So all 30 messages arrived to port 5114 to logstash server

But tcpdump on port 9200 on logstash server showing this

{"message":"testing 12","@version":"1","@timestamp":"2016-10-07T19:25:09.000Z","type":"syslog","host":"192.168.2.60","priority":13,"timestamp":"Oct  7 21:25:09","logsource":"dcrs1","program":"WIRO","severity":5,"facility":1,"facility_label":"user-level","severity_label":"Notice","tags":["dc"]}
{"message":"testing 13","@version":"1","@timestamp":"2016-10-07T19:25:09.000Z","type":"syslog","host":"192.168.2.60","priority":13,"timestamp":"Oct  7 21:25:09","logsource":"dcrs1","program":"WIRO","severity":5,"facility":1,"facility_label":"user-level","severity_label":"Notice","tags":["dc"]}

So just few of them was sent to ES database.

rvojcik on 7 Oct 2016

Hi,
I am also facing same kind of problem. I am using logstash 2.4, elasticsearch 2.4.1, kibana 4.6.1.
I am not an expert in ELK, but started to explore it. Many times I noticed and felt that logstash losing the logs. I am receiving around 500 events per seconds and sometimes i am not getting the important logs, but its generate in the device. I can see the log in the device local buffer. I need to confirm that logstash losing the logs or not, so I made a test setup to confirm and test this.

I have a elasticsearch server which is 8 core, 64GB ram, 3.2TB HDD in RAID (15k rpm) running on Centos 7 64bit and Kibana also running in the same server.

I have a seperate server in the same subnet, and connected in the same switch. This server is only for logstash - 16 core, 28gb ram, 600gb hdd. (HP DL 580 G4) running Centos 7 64bit.

Now from my windows workstation I used kiwi syslog message generator to generate 500 syslog messages towards logstash server. Done. :)
when I look the kibana I can see only 325 logs, I did the testing couple of times, everytime I can see 280 or 325 or 340 or 375, Its varying between 250 to less than 400.
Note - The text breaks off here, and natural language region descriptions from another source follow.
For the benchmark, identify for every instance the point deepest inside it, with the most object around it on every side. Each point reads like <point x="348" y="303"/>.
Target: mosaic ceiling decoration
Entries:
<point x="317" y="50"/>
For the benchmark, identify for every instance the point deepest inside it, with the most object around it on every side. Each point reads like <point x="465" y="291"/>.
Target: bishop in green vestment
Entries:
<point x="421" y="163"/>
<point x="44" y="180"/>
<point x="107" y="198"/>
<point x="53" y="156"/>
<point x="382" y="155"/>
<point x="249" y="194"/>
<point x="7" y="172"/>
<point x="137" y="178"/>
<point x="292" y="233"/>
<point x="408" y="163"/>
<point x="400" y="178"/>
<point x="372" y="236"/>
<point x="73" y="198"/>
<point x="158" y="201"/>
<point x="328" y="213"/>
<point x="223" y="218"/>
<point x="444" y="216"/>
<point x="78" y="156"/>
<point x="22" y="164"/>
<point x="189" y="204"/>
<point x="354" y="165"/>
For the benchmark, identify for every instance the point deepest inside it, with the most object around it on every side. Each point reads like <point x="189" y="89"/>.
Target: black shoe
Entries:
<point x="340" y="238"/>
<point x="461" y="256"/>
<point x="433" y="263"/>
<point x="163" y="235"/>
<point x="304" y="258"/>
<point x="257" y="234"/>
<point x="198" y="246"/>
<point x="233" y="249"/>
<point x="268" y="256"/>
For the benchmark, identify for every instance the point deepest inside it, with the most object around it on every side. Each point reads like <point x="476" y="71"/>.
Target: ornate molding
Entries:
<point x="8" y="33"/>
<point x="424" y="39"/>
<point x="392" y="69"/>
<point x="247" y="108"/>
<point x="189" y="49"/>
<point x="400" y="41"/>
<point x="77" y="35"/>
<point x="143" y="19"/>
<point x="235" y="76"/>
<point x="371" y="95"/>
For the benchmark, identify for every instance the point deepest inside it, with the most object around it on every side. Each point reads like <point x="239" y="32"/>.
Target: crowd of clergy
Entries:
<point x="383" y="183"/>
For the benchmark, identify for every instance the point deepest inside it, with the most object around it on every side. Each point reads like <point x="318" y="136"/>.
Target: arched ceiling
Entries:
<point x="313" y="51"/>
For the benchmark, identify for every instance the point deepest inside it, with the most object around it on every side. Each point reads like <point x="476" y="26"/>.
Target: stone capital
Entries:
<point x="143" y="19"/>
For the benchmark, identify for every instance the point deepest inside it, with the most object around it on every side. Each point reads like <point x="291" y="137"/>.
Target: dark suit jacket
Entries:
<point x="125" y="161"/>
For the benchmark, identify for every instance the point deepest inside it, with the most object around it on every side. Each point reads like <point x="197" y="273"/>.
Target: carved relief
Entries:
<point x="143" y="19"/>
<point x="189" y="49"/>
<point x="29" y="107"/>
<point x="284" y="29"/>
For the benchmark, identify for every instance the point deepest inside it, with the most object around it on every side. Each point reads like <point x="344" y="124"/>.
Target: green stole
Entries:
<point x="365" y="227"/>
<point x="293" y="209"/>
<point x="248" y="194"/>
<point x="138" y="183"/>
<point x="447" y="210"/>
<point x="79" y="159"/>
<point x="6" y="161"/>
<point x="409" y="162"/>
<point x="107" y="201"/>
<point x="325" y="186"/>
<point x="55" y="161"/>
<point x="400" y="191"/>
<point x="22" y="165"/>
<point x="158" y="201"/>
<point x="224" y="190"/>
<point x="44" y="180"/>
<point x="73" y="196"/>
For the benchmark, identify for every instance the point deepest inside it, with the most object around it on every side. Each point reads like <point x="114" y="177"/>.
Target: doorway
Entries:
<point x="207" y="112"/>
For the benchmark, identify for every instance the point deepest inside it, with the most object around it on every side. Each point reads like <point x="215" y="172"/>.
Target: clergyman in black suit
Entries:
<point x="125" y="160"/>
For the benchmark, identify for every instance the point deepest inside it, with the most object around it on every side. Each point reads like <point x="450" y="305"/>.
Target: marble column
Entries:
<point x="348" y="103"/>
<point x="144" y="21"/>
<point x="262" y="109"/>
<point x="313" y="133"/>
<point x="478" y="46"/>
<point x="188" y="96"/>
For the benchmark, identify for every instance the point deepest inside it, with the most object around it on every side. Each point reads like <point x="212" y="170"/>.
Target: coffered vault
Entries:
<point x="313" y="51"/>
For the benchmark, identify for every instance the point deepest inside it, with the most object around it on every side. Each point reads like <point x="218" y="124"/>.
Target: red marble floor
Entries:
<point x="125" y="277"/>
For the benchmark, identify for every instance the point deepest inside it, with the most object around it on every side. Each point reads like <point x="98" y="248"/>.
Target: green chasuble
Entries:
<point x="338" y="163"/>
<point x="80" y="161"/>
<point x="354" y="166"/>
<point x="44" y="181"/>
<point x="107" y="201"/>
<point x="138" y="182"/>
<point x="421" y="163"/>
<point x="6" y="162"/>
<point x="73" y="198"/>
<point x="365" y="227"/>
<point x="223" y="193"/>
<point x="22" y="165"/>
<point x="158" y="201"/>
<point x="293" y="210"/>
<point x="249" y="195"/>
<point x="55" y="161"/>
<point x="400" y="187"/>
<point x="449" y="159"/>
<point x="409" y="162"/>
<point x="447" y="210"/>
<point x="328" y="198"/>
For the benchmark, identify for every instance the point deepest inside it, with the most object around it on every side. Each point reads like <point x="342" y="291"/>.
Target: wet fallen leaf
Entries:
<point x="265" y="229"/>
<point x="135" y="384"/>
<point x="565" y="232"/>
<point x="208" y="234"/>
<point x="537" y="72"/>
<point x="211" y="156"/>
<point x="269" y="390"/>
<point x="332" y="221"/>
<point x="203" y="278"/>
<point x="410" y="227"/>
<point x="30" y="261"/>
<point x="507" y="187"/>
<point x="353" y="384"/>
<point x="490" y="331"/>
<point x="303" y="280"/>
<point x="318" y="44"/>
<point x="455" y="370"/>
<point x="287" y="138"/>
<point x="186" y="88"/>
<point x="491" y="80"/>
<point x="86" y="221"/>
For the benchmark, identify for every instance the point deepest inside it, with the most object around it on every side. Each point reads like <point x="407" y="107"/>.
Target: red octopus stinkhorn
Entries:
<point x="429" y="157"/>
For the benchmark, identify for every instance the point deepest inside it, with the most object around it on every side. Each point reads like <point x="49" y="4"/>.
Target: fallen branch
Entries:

I did a tcpdump during the test, I can see all the 500 logs arrived to the server perfectly. So there could be no way for network related issue or packet loss during the transit. I am not sure what I am missing, Can anyone shed some lights on this? Thanks in Advance
Kumar

Kumar21000 on 10 Oct 2016

Just for information. I have incomming traffic from central rsyslog around 14 000 messages/s.

rvojcik on 10 Oct 2016

I did some additional tests and I think this issue is related with Syslog Input plugin or parsing messages with grok.

When I used simple config, UDP input module, I generated around 54 000 msgs/s and not experiencing any message loss.
When I started experimenting with syslog and grok logstash starts lossing some of the messages.

rvojcik on 18 Oct 2016

Udp is a lossy protocol. The behavior is has on congestion is to drop
packets. This seems normal.

On Tue, Oct 18, 2016 at 4:34 AM Robert Vojcik [email protected]
wrote:

I did some additional tests and I think this issue is related with Syslog
Input plugin or parsing messages with grok.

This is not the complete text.